Riprendiamo da SETTE di oggi, 31/07/2015, a pag. 11, con il titolo "Il tempo (sprecato) può far bene all'Isis", l'analisi di Angelo Panebianco.
Angelo Panebianco
Lo squalo dello Stato islamico, pronto a divorare il Medio Oriente
I tempi, nella politica e nella storia, come del resto nella vita, sono decisivi. Fare una cosa oggi può avere (e normalmente ha) conseguenze molto diverse da quelle che si determinerebbero se quella stessa cosa venisse fatta domani. Che succederà se i Paesi occidentali ufficialmente impegnati contro lo Stato islamico (che controlla ormai ampie porzioni di quelli che un tempo erano la Siria e l'Iraq), continueranno a cincischiare, a fingere di combattere una guerra a oltranza che non è affatto tale? L'infezione non continuerà ad espandersi, la minaccia per gli stessi Paesi occidentali non crescerà ulteriormente a causa dei sempre più ampi reclutamenti da parte dell'estremismo islamico, se la fonte dell'infezione non verrà isolata e trattata con le cure più efficaci? E che succederà a quelle potenze sunnite che fingendo di contrastarlo, hanno fino ad oggi aiutato lo Stato islamico? Quando si sarà ulteriormente rafforzato non si rivolterà contro i suoi protettori occulti (sauditi, turchi, eccetera) cercando di travolgerli e di sottometterli?

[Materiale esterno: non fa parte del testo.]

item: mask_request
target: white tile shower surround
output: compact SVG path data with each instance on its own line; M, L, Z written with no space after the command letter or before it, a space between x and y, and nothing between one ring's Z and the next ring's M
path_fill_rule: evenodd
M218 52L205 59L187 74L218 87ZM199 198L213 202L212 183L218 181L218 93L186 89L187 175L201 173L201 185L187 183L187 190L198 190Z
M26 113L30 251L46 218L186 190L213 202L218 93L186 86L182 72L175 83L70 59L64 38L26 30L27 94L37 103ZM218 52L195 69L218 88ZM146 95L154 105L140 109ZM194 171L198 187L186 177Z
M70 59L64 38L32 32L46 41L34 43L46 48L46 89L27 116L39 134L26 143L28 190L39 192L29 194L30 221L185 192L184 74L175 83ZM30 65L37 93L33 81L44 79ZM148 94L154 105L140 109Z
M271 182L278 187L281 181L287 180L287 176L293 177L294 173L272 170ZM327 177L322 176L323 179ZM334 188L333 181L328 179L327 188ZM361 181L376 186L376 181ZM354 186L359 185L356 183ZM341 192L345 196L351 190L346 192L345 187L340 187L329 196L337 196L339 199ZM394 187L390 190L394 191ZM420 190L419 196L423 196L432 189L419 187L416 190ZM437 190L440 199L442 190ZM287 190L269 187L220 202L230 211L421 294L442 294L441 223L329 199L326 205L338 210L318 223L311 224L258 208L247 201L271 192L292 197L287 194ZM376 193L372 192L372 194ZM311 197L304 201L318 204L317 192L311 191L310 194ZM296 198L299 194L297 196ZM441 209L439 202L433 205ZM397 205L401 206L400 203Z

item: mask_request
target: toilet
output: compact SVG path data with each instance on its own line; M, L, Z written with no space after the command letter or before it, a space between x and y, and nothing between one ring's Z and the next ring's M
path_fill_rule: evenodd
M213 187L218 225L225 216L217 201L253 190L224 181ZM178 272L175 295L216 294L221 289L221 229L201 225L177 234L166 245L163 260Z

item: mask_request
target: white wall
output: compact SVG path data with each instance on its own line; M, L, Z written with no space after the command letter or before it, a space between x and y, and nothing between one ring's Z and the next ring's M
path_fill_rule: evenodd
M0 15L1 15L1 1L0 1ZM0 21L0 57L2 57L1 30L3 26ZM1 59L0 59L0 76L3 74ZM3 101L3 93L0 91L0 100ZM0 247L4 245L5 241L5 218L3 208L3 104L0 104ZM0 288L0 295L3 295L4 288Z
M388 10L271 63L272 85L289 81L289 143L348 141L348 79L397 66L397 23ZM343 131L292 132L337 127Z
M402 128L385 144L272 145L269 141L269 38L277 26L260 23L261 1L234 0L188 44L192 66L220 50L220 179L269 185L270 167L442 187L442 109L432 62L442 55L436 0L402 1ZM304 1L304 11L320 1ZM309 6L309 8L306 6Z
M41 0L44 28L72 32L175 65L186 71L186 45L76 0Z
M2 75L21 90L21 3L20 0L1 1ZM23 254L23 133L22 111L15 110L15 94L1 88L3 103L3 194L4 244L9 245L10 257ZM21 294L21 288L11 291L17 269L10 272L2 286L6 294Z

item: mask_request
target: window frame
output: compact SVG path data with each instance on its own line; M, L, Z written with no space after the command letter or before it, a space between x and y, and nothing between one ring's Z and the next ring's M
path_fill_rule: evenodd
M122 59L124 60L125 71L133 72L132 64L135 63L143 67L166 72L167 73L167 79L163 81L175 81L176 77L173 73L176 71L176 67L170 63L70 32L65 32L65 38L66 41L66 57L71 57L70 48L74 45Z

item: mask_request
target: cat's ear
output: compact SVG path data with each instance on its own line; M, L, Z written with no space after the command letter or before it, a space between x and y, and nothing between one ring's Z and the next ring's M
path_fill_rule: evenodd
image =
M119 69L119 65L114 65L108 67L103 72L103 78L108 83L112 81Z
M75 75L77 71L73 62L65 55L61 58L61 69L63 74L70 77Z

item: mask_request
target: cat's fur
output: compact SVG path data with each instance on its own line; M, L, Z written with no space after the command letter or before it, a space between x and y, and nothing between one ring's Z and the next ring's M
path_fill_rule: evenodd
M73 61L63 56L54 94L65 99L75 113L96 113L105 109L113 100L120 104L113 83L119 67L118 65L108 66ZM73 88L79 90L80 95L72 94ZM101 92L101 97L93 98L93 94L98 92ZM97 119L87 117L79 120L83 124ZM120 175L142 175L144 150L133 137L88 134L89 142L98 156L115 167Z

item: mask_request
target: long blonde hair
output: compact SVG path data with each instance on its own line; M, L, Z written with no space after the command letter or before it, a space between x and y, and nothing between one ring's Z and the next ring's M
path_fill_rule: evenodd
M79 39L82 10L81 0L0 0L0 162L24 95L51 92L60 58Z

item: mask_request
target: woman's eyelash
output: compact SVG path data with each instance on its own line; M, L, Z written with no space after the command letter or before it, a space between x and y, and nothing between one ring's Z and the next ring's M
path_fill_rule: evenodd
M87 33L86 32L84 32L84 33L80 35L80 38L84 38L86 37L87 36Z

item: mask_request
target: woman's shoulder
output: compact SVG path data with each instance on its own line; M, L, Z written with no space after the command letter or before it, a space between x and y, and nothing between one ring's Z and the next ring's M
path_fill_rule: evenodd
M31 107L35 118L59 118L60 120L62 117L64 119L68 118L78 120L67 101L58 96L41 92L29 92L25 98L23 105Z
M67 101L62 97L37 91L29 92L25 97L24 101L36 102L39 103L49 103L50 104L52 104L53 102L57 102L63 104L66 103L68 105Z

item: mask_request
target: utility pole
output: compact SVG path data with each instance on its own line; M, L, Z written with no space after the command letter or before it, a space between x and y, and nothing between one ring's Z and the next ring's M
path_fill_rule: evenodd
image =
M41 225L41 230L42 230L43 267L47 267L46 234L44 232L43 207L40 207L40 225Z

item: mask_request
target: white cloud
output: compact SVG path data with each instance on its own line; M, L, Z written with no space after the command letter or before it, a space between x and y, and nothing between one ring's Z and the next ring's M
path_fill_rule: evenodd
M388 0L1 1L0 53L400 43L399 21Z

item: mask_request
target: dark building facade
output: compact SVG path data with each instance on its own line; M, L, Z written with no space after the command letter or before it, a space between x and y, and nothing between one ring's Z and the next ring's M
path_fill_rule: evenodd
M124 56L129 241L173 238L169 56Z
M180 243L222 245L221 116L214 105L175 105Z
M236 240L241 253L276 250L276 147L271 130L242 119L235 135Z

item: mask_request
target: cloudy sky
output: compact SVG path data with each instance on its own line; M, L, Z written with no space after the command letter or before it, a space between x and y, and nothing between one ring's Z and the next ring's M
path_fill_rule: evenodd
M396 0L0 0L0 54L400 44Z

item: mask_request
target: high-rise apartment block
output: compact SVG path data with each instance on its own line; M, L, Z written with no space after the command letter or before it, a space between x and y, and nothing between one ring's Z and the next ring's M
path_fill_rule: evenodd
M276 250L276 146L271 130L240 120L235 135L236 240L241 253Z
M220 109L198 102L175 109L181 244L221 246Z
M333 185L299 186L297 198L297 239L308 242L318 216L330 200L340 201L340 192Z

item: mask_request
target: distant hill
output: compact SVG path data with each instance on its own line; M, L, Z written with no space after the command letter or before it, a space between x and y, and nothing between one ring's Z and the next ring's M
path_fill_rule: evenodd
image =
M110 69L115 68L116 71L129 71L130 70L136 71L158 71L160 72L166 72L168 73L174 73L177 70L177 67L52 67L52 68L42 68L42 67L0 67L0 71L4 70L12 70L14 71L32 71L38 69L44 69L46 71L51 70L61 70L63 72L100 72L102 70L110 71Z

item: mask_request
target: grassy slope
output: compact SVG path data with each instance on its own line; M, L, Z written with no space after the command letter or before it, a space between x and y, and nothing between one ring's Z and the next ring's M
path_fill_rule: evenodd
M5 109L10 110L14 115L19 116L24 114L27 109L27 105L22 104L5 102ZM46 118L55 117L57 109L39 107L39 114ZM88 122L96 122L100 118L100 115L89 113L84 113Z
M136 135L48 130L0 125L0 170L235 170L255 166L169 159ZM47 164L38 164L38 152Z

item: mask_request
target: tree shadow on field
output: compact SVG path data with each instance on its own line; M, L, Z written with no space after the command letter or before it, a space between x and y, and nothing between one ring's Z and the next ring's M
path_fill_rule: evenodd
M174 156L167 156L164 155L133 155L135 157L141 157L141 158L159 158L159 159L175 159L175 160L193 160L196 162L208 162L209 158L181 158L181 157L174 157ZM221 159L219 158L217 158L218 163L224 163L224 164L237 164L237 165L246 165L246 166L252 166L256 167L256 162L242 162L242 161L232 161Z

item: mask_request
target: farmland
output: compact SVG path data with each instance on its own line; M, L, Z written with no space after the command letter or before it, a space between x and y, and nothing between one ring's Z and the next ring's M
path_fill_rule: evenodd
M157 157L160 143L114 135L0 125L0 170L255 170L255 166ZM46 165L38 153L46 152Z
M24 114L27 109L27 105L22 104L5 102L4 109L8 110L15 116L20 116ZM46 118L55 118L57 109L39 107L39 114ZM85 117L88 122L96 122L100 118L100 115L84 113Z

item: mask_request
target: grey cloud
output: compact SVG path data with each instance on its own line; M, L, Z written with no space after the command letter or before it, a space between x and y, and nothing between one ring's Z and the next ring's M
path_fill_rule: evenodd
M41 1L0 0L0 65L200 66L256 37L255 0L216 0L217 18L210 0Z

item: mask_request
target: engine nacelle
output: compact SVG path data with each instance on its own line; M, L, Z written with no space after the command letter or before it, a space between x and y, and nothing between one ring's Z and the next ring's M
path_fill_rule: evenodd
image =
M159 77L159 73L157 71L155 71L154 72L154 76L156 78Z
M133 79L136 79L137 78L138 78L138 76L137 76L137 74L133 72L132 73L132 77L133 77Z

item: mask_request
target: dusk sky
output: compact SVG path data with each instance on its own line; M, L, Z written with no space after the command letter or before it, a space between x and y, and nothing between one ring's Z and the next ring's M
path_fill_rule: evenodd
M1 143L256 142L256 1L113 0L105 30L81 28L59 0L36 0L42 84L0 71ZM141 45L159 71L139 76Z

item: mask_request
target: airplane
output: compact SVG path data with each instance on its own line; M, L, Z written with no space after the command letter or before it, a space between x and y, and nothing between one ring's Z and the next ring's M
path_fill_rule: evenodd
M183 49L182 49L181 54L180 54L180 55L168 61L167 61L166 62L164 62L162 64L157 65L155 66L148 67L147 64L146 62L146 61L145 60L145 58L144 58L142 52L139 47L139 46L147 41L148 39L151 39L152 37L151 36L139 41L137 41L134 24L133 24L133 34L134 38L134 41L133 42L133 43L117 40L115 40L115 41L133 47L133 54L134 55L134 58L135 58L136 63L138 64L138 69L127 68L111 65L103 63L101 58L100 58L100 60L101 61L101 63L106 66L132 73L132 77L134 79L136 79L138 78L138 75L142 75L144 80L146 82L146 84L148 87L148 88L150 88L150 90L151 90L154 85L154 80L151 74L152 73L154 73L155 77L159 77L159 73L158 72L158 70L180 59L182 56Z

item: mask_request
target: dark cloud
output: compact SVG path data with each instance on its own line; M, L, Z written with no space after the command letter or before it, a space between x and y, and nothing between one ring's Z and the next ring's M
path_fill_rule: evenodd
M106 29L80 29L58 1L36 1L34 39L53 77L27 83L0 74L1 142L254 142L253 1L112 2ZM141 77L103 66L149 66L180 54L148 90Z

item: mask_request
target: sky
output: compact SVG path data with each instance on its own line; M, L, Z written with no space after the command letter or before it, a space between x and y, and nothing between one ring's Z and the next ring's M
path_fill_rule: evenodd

Tutti ripetono che lo Stato islamico è una potenza modesta sotto il profilo militare, il cui successo mediatico occulta la sua debolezza. Oggi è così. Ma domani? Come tutti sanno, i bombardamenti, non servono per vincere le guerre. Neppure contro nemici deboli. Gli americani lo comprendono ma non cambiano strategia. Nel frattempo, ogni giorno che passa, dalla Libia al Sinai, dalla Palestina al Libano, al Maghreb, lo Stato islamico continua a fare proseliti. E i potenziali terroristi si mostrano sempre più attivi e protervi anche in Europa. Nessuno sa quando verrà superata la soglia al di là della quale non sarà più possibile fermare l'infezione.
SCELTA ATTENDISTA. Prima o poi la grandissima (e fintissima) grande coalizione che ufficialmente contrasta lo Stato islamico, dovrà essere sostituita da qualcos'altro, da una coalizione militare magari molto più ristretta, ma vera, disposta a mandare soldati sul terreno con il compito di combattere sul serio, e di sconfiggere, il nemico. Potrà accadere solo quando la minaccia sarà diventata talmente grave da non poter più essere ignorata. A quel punto, le resistenze politiche che hanno fin qui impedito alle democrazie occidentali di inviare truppe saranno superate, i governanti (americani e non solo) saranno costretti ad ignorare la paura di reazioni elettorali negative, dovranno cominciare a fare sul serio.
Però, non è detto che, giunti a quel punto, l'intervento possa avere successo. I tempi contano. Ciò che sarebbe relativamente facile ottenere oggi potrebbe non esserlo più domani. Speriamo solo che ciò che gli americani aspettano non sia un ancor più concreto aiuto militare da parte dell'Iran (e della Siria di Assad) come conseguenza dell'accordo nucleare. In tal caso saremmo proprio nei guai. Lo Stato islamico otterrebbe un grande vantaggio propagandistico, potrebbe denunciare la cospirazione dei crociati e degli eretici (sciiti). Sarebbe difficile, a quel punto, impedire che ingentissime simpatie, risorse finanziarie e militanti affluiscano da ogni angolo della umma sunnita in difesa del Califfo.